= 1931 Toronto municipal election =

Municipal elections were held in Toronto, Ontario, Canada, on January 1, 1931. William James Stewart was elected mayor after winning a close contest again former mayor Sam McBride.

==Toronto mayor==
Incumbent mayor Bert Wemp did not run as he required major abdominal surgery. Running to replace him was former mayor McBride, who had been defeated by Wemp in the 1930 campaign. He was opposed by Alderman Stewart, who won the vote by a slim margin.

- Results
William James Stewart - 57,500
Sam McBride - 57,110

==Board of Control==
Two incumbents were defeated on the Board of Control: Claude Pearce and W.A. Summerville. Former controller Albert Hacker, who had been defeated the previous year regained a seat.
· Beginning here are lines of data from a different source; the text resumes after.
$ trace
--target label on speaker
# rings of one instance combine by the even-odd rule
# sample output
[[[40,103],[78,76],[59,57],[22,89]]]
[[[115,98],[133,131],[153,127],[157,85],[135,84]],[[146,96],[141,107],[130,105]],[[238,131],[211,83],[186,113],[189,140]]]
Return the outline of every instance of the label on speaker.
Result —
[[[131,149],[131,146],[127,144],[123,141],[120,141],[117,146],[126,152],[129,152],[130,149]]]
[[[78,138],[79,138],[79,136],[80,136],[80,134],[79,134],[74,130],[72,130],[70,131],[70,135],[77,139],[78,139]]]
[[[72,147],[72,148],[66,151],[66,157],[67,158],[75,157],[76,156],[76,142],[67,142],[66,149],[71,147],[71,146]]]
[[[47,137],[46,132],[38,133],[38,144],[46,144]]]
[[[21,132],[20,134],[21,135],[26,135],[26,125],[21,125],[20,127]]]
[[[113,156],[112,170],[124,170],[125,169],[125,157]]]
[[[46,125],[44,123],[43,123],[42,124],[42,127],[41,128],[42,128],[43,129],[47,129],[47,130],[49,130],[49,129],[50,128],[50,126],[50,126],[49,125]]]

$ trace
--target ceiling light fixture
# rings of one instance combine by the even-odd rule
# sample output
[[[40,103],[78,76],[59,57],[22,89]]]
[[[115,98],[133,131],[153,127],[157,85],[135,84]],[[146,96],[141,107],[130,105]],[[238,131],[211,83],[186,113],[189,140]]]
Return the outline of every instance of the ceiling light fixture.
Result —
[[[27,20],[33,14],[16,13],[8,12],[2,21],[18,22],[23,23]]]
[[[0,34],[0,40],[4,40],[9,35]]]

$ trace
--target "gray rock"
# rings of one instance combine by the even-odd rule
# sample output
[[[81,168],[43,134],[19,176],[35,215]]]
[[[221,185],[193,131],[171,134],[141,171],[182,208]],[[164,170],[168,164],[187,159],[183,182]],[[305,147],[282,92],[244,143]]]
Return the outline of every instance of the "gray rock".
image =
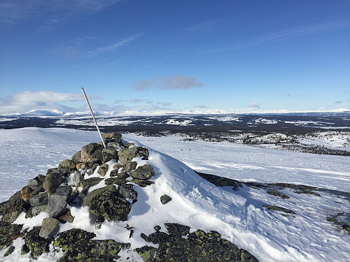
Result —
[[[88,195],[88,191],[90,188],[90,185],[84,187],[84,188],[80,191],[78,195],[78,199],[79,200],[79,205],[83,205],[84,202],[85,197]]]
[[[102,133],[102,138],[105,139],[120,139],[122,135],[118,133]]]
[[[107,147],[102,150],[102,163],[105,163],[112,159],[118,160],[118,150],[113,147]]]
[[[134,189],[134,186],[131,184],[122,184],[119,187],[119,193],[125,198],[130,198],[131,193]]]
[[[32,207],[47,205],[48,202],[48,197],[46,192],[39,193],[29,199],[30,205]]]
[[[36,207],[31,208],[31,214],[33,215],[33,217],[37,216],[42,212],[45,212],[46,213],[50,212],[48,205],[37,205]]]
[[[129,148],[124,148],[118,152],[118,157],[119,161],[122,164],[125,165],[127,162],[131,161],[134,157],[141,157],[141,159],[148,159],[149,152],[148,150],[141,147],[134,147]]]
[[[43,219],[39,236],[46,239],[51,239],[58,232],[59,221],[54,218],[47,217]]]
[[[22,199],[23,199],[25,202],[29,203],[29,199],[31,197],[31,189],[28,187],[25,186],[21,189],[21,196]]]
[[[97,143],[85,145],[81,149],[81,160],[83,162],[101,161],[104,146]]]
[[[97,173],[102,177],[104,177],[106,175],[107,175],[108,170],[108,163],[104,163],[103,165],[101,165],[99,166]]]
[[[81,160],[81,151],[77,152],[76,154],[73,155],[71,157],[71,160],[76,163],[82,162]]]
[[[137,166],[137,162],[134,161],[131,162],[127,162],[125,165],[125,172],[130,172],[132,170],[136,169]]]
[[[58,173],[48,173],[45,177],[43,187],[46,192],[50,195],[56,191],[59,185],[66,181],[66,179]]]
[[[87,186],[93,187],[99,184],[101,180],[103,180],[104,179],[101,177],[90,177],[84,180],[84,181],[83,182],[83,184],[84,185],[84,187]]]
[[[170,202],[172,199],[172,198],[168,195],[163,195],[160,197],[160,202],[162,202],[162,204],[165,205],[166,203]]]
[[[144,165],[139,166],[136,169],[130,172],[132,178],[136,180],[148,180],[154,175],[153,168],[150,165]]]
[[[73,184],[76,187],[83,187],[83,181],[84,181],[84,177],[79,171],[74,172],[74,175],[73,175],[71,180],[73,181]]]
[[[75,169],[76,163],[71,159],[64,159],[61,161],[59,166],[64,168]]]
[[[43,181],[40,180],[38,177],[34,178],[28,181],[27,186],[31,189],[34,189],[36,187],[39,187],[43,184]]]
[[[64,193],[54,193],[48,197],[50,217],[59,217],[66,210],[69,196]]]
[[[18,217],[22,212],[29,209],[30,205],[22,199],[20,191],[15,193],[6,203],[2,208],[2,221],[12,223]]]
[[[88,195],[86,195],[85,198],[84,206],[90,206],[92,200],[95,198],[96,196],[99,195],[104,191],[112,192],[114,194],[118,194],[118,189],[113,184],[110,184],[100,189],[94,189],[94,191],[90,192],[89,194],[88,194]]]

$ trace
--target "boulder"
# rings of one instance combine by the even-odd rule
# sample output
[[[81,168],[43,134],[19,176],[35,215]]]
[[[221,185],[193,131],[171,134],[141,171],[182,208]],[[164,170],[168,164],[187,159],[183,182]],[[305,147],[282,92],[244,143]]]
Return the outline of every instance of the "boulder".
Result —
[[[51,239],[59,229],[59,221],[54,218],[46,217],[43,219],[39,236],[46,239]]]
[[[102,163],[112,159],[118,160],[118,150],[114,147],[107,147],[102,150]]]
[[[84,189],[85,188],[81,191],[80,193],[82,193]],[[86,191],[86,193],[88,193],[88,191]],[[102,187],[100,189],[94,189],[92,191],[90,192],[89,194],[85,194],[86,196],[85,197],[84,206],[90,206],[92,198],[96,197],[96,196],[100,194],[101,192],[103,192],[104,191],[108,191],[115,194],[118,194],[118,189],[113,184],[110,184],[108,186]]]
[[[136,180],[148,180],[154,175],[153,168],[150,165],[144,165],[139,166],[136,169],[130,172],[132,178]]]
[[[95,235],[78,228],[60,233],[54,242],[54,247],[64,252],[59,262],[113,261],[120,258],[118,254],[122,248],[130,248],[130,244],[112,240],[92,240]]]
[[[31,252],[34,257],[37,258],[43,253],[50,252],[49,244],[51,240],[41,238],[39,235],[41,226],[35,226],[24,235],[24,245],[22,250],[28,250]]]
[[[29,203],[29,198],[31,197],[31,193],[32,190],[28,187],[25,186],[21,189],[21,196],[22,199],[23,199],[25,202]]]
[[[123,177],[111,177],[111,178],[106,178],[104,180],[104,184],[123,184],[126,183],[127,183],[127,180]]]
[[[90,212],[108,221],[126,221],[131,205],[118,194],[103,191],[91,200]]]
[[[59,185],[66,181],[66,179],[58,173],[48,173],[45,177],[43,187],[48,194],[51,194],[56,191]]]
[[[47,205],[48,201],[48,197],[46,192],[39,193],[29,199],[30,205],[31,205],[32,207]]]
[[[76,154],[73,155],[71,157],[71,160],[76,163],[82,162],[81,160],[81,151],[77,152]]]
[[[101,177],[90,177],[84,180],[83,182],[83,184],[84,185],[84,187],[90,186],[90,187],[93,187],[99,184],[101,180],[103,180],[103,178]]]
[[[0,221],[0,250],[4,247],[8,247],[12,241],[21,235],[23,225]]]
[[[97,143],[85,145],[81,149],[81,160],[83,162],[101,161],[104,146]]]
[[[142,147],[134,147],[124,148],[118,152],[119,161],[123,165],[131,161],[135,157],[141,157],[141,159],[148,160],[149,157],[148,150]]]
[[[45,180],[45,177],[44,177],[44,180]],[[34,189],[36,187],[39,187],[42,184],[43,184],[43,181],[41,181],[38,177],[35,177],[35,178],[28,181],[27,186],[29,187],[31,189]]]
[[[74,220],[74,217],[71,215],[71,210],[66,210],[66,212],[59,217],[59,221],[62,221],[62,223],[73,223]]]
[[[59,166],[64,168],[75,169],[76,163],[71,159],[64,159],[61,161]]]
[[[119,197],[118,189],[113,184],[95,189],[85,198],[85,206],[97,217],[109,221],[125,221],[131,210],[131,203]]]
[[[84,177],[79,171],[74,172],[74,174],[71,177],[71,180],[74,187],[83,187],[83,181],[84,181]]]
[[[97,173],[102,177],[104,177],[106,175],[107,175],[108,170],[108,163],[104,163],[103,165],[101,165],[99,166]]]
[[[125,165],[125,172],[130,172],[132,170],[136,169],[137,166],[137,162],[133,161],[131,162],[127,162]]]
[[[12,223],[22,212],[27,212],[30,205],[22,199],[20,191],[15,193],[2,208],[2,221]]]
[[[50,217],[59,217],[66,210],[69,196],[62,192],[53,193],[48,197]]]
[[[122,135],[118,133],[102,133],[102,138],[105,139],[120,139]]]
[[[166,203],[170,202],[172,199],[172,198],[168,195],[163,195],[160,197],[160,202],[162,202],[162,204],[165,205]]]

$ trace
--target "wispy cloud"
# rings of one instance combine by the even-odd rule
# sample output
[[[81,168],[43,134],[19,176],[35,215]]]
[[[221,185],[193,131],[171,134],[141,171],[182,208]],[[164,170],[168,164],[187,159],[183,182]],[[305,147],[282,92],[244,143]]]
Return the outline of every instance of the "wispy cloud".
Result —
[[[105,46],[101,46],[99,48],[96,48],[94,49],[92,49],[89,51],[86,51],[84,53],[84,56],[85,57],[96,57],[99,54],[101,54],[102,53],[108,52],[113,52],[114,50],[116,50],[117,49],[121,48],[123,45],[127,45],[127,43],[132,42],[137,38],[139,38],[141,34],[138,34],[136,35],[126,38],[125,39],[122,39],[119,41],[117,41],[111,45],[105,45]]]
[[[0,21],[3,24],[16,24],[28,18],[41,20],[44,29],[83,15],[101,12],[120,0],[2,0],[0,3]]]
[[[247,106],[248,108],[260,108],[260,103],[258,102],[258,101],[254,101],[254,102],[251,102]]]
[[[187,75],[174,75],[143,80],[135,83],[133,87],[138,91],[142,91],[150,88],[188,89],[195,87],[202,87],[203,85],[204,84],[195,78]]]
[[[89,99],[99,96],[88,96]],[[59,102],[85,100],[83,94],[63,93],[52,91],[24,91],[5,97],[0,97],[0,113],[24,112],[32,109],[56,109],[73,112],[74,108],[61,105]]]
[[[281,41],[284,40],[294,38],[303,36],[312,35],[315,34],[330,31],[334,30],[339,30],[350,27],[350,20],[346,21],[333,21],[328,23],[316,25],[306,25],[296,28],[289,29],[285,31],[281,31],[272,34],[265,34],[258,37],[251,41],[242,43],[241,44],[233,45],[223,48],[215,49],[204,53],[214,53],[225,51],[234,50],[237,49],[250,48],[254,45],[258,45],[264,43],[274,43]]]

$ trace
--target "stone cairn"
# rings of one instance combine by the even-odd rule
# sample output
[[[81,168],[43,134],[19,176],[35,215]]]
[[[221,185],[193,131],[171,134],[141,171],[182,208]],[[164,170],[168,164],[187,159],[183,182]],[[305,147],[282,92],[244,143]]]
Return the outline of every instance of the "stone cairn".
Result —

The other new seat was won by Alderman J. George Ramsden.

- Results
J. George Ramsden - 51,043
William D. Robbins (incumbent) - 50,801
James Simpson (incumbent) - 48,105
Albert Hacker - 43,763
John Boland - 41,779
Claude Pearce (incumbent) - 40,431
W.A. Summerville (incumbent) - 19,087
Thomas Foster - 13,491
Mrs. James Cotton - 9,014
George King - 3,154
Tim Buck - 3,010

==City council==
- Ward 1 (Riverdale)
Robert Siberry (incumbent) - 7,458
Ralph Day - 4,501
Frank M. Johnston - 4,361
Lorne Trull (incumbent) - 4,323
Robert Allen (incumbent) - 4,192
Robert Luxton - 3,398
William Taylor - 1,588
Alexander MacDonald - 707
John Lang - 610
Harry Perkins - 468

- Ward 2 (Cabbagetown and Rosedale)
John R. Beamish (incumbent) - 5,359
James Cameron (incumbent) - 5,007
John Winnett (incumbent) - 4,247
Robert Yeomans - 3,835
Hugh Sutherland - 3,774
Raymond Hughes - 2,584
Joseph Miller - 2,480
Cecil Dunsford - 1,176
John Carter - 770
Charles Parks - 683
Frank Gallagher - 640
William Sanders - 600

- Ward 3 (Central Business District)
Harry W. Hunt (incumbent) - 6,709
Percy Quinn - 4,554
H.L. Rogers - 4,211
Andrew Carrick (incumbent) - 3,003
Reginald Shaw - 2,026
Frank Burton - 1,610
Algernon Brocklesby - 1,313
James Merrick - 729
Harry Winberg - 430

- Ward 4 (Kensington Market and Garment District)
Baird Ryckman - 4,311
J.J. Glass - 3,429
Nathan Phillips (incumbent) - 3,389
Charles Ward (incumbent) - 2,372
Joseph Gordon - 2,205
Abraham Singer - 2,185
Charles Lewis - 702
Max Shur - 227

- Ward 5 (Trinity-Bellwoods)
Robert Leslie (incumbent) - 5,921
Thomas Holdswoth - 5,841
Fred Hamilton (incumbent) - 5,737
Wesley Benson - 5,550
Louis Fine - 4,450
S.H. Menzies - 2,291
Harry Tait - 1,665
Thomas Black - 1,287
John McIntyre - 610
John Boychuk - 363

- Ward 6 (Davenport and Parkdale)
D.C. MacGregor (incumbent) - 8,315
Albert Chamberlain - 8,171
William Duckworth - 6,649
John Laxton - 5,911
Joseph Wright (incumbent) - 5,911
Brook Sykes - 3,613
Richard Tuthill - 3,203
James Gill - 1,084
Daniel Reed - 793

- Ward 7 (West Toronto Junction)
William J. Wadsworth (incumbent) - 4,615
Frank Whetter - 4,596
Alexander Chisholm (incumbent) - 3,468
Samuel Ryding (incumbent) - 2,687
Christopher Woodburn - 2,380
Allan Rice - 2,285
John Whetton - 1,471

- Ward 8 (East Toronto)
Goldwin Elgie - 9,548
Ernest Bray (incumbent) - 6,895
Robert Baker- 6,188
Walter Howell (incumbent) - 6,057
Robert Dibble - 5,638
David Mackay - 3,343
William Robertston - 1,119
Roy Tanner - 388

Results taken from the January 2, 1931 Toronto Star and might not exactly match final tallies.